P19-03. Molecular mechanisms for enhancing the antigenicity of the carbohydrate epitope of the broadly neutralizing anti-HIV-1 antibody 2G12

Abstract

Background The broadly neutralizing antibody 2G12 is uniquely capable of recognizing the self-carbohydrate shield on the HIV-1 envelope glycoprotein gp120 and escaping immune tolerance. The preferred substrate of 2G12 is the Man4(D1)-arm of high-mannose glycans clustered on the gp120 outer surface. Remarkably, 2G12 has been shown to exhibit higher affinity for the non-self monosaccharide D-fructose than for D-mannose.
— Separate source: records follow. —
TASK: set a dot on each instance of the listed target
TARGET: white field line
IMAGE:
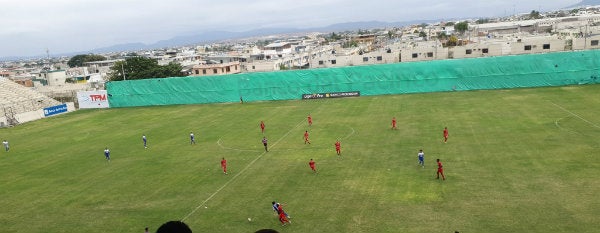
(592, 124)
(239, 173)
(230, 148)
(347, 136)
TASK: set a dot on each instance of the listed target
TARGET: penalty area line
(238, 174)
(581, 118)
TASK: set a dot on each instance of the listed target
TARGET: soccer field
(521, 160)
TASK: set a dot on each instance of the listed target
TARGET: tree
(461, 27)
(79, 60)
(143, 68)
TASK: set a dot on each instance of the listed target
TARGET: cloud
(29, 26)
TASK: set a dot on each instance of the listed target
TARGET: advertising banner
(331, 95)
(55, 110)
(92, 99)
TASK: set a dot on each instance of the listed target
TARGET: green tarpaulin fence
(536, 70)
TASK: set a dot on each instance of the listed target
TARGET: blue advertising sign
(55, 110)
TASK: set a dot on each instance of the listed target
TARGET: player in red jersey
(440, 170)
(445, 134)
(224, 165)
(306, 140)
(265, 143)
(312, 165)
(283, 219)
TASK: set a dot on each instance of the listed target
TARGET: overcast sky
(29, 27)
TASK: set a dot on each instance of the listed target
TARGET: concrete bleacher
(16, 99)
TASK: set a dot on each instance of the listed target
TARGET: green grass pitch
(521, 160)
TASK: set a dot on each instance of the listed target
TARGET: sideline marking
(575, 115)
(239, 173)
(230, 148)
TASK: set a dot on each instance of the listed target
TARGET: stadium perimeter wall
(521, 71)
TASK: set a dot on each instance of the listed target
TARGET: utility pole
(123, 70)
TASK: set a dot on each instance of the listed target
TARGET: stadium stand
(15, 99)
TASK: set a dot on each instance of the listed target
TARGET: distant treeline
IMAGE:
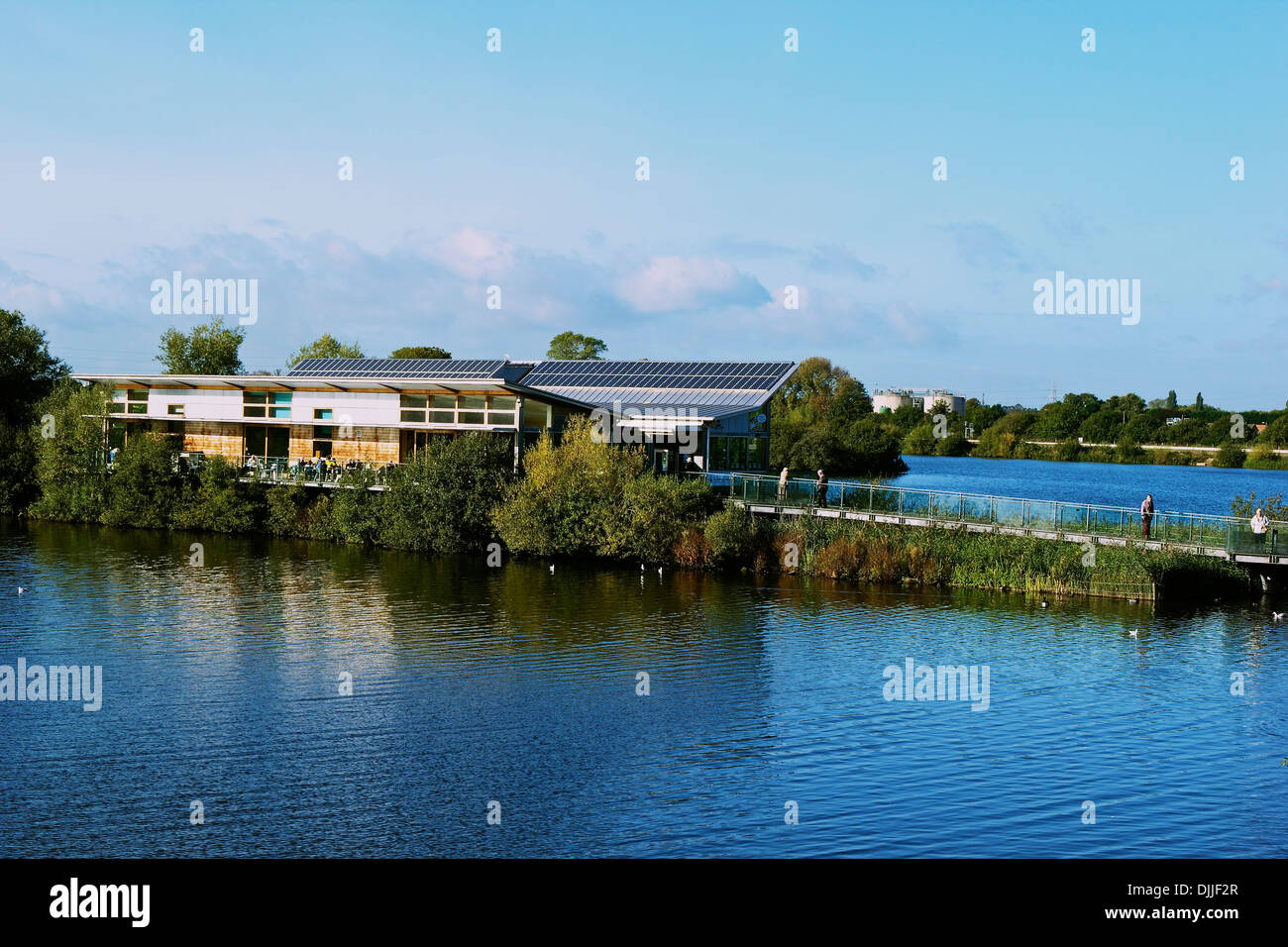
(1124, 420)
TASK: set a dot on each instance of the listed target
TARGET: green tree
(29, 373)
(143, 488)
(326, 347)
(568, 495)
(207, 350)
(420, 352)
(874, 447)
(576, 347)
(442, 500)
(919, 441)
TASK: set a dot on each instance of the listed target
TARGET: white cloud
(687, 283)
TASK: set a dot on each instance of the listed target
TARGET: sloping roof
(445, 368)
(703, 388)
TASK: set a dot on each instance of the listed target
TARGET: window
(536, 414)
(719, 454)
(737, 454)
(130, 402)
(500, 408)
(442, 408)
(472, 408)
(412, 407)
(267, 405)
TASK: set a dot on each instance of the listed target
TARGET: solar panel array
(459, 368)
(658, 375)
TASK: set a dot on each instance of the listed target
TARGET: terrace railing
(1231, 534)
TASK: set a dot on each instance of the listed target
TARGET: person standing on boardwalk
(1260, 525)
(1146, 514)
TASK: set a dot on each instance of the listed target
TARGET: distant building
(890, 401)
(922, 398)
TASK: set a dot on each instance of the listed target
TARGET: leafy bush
(1231, 455)
(69, 464)
(733, 535)
(218, 501)
(568, 495)
(653, 517)
(145, 487)
(919, 441)
(443, 500)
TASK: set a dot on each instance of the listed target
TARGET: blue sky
(768, 169)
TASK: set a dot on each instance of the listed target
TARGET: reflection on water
(472, 684)
(1185, 488)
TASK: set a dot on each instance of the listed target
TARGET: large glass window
(536, 414)
(719, 454)
(133, 401)
(442, 408)
(500, 408)
(267, 405)
(268, 442)
(412, 407)
(737, 454)
(472, 408)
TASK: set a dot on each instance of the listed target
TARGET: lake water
(220, 684)
(1183, 488)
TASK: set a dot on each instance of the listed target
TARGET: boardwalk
(1073, 522)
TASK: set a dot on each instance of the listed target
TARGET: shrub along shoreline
(588, 500)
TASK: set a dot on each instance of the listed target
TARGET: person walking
(1260, 526)
(1146, 514)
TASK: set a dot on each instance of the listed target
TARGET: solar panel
(484, 368)
(668, 375)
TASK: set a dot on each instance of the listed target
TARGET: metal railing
(951, 508)
(286, 471)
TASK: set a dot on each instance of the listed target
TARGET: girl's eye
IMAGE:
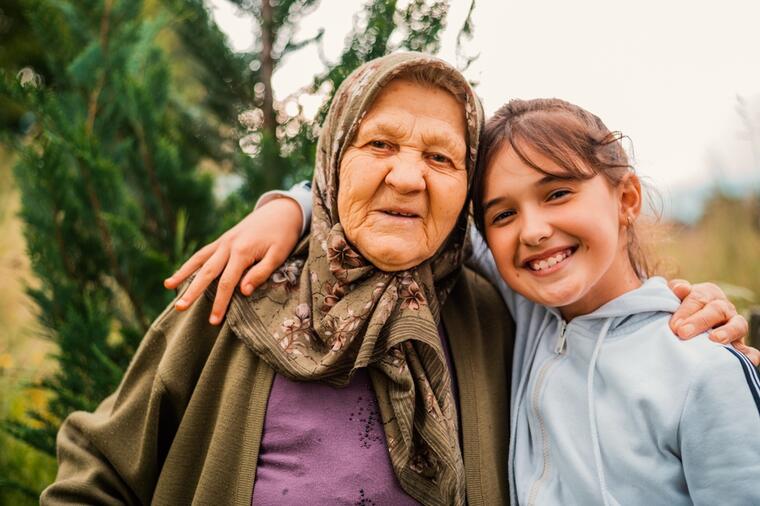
(557, 194)
(502, 216)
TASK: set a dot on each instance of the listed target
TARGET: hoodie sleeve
(720, 431)
(300, 193)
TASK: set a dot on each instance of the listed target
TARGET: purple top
(325, 445)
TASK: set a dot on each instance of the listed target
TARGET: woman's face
(403, 179)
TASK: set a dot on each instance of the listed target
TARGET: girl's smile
(557, 239)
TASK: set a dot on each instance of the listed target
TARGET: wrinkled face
(558, 242)
(403, 180)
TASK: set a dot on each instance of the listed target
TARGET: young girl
(608, 406)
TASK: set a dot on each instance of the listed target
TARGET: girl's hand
(265, 238)
(705, 308)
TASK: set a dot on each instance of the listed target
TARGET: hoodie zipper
(536, 394)
(561, 338)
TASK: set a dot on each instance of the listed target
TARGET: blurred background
(133, 132)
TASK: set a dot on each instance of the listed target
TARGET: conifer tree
(122, 104)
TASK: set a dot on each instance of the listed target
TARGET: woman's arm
(113, 455)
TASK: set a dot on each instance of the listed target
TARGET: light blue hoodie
(612, 408)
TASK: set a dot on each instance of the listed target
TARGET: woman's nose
(406, 173)
(535, 229)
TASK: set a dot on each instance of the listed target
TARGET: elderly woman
(375, 302)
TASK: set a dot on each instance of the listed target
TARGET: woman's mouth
(550, 263)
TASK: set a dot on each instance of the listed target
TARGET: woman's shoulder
(483, 292)
(477, 302)
(185, 339)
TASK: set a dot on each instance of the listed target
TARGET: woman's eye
(439, 158)
(380, 144)
(557, 194)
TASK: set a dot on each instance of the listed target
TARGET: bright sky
(665, 72)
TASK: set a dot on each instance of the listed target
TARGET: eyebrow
(546, 179)
(454, 144)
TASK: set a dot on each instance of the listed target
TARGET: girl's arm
(261, 242)
(264, 239)
(719, 432)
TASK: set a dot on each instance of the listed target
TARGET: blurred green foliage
(120, 114)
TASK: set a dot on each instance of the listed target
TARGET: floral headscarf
(328, 312)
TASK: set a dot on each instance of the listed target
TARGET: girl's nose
(406, 173)
(534, 229)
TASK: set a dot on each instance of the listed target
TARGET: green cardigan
(184, 426)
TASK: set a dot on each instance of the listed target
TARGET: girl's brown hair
(571, 137)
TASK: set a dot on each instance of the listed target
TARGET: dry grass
(724, 247)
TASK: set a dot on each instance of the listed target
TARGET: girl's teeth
(549, 262)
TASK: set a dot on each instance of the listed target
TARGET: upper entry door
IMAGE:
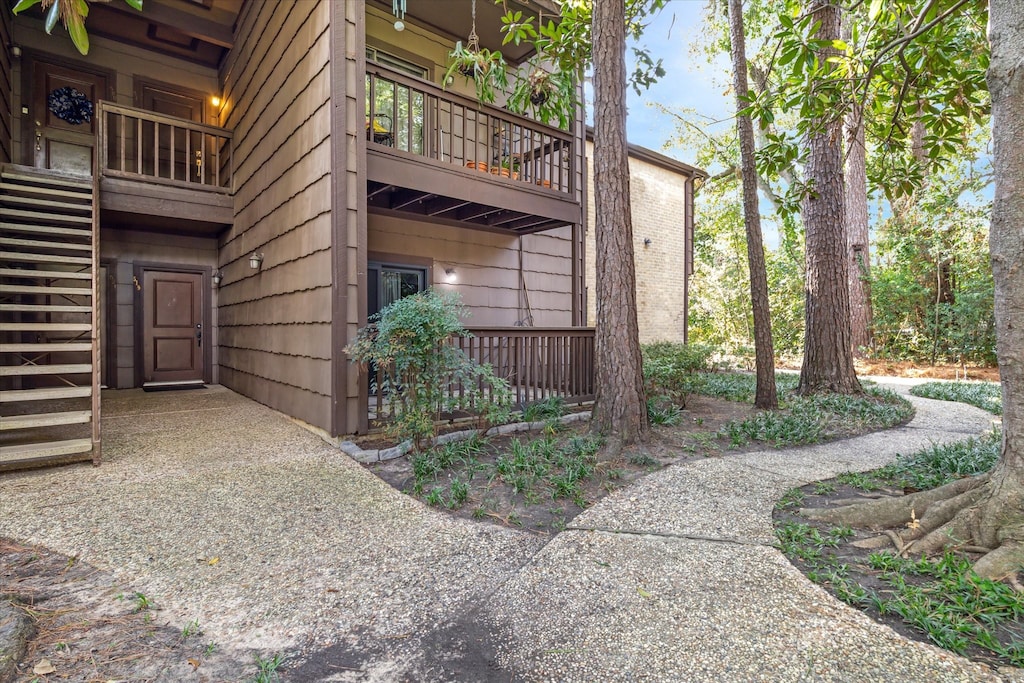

D-fructose, in its pyranose form, resembles D-mannose, but with different substitutions at the anomeric and C-5 positions. These observations suggested other 'non-self' modifications to D-mannose may also enhance 2G12 binding. We consequently found that D-mannose with a C-6 methyl substitution binds 2G12 more strongly than both D-mannose and D-fructose. Moreover, introduction of this non-self modification to the terminus of the D1-arm creates the most potent monovalent 2G12 ligand known. We uncover here the molecular basis of this enhanced antigenicity, and the higher affinity of 2G12 for D-fructose over D-mannose, through high resolution crystallographic analyses.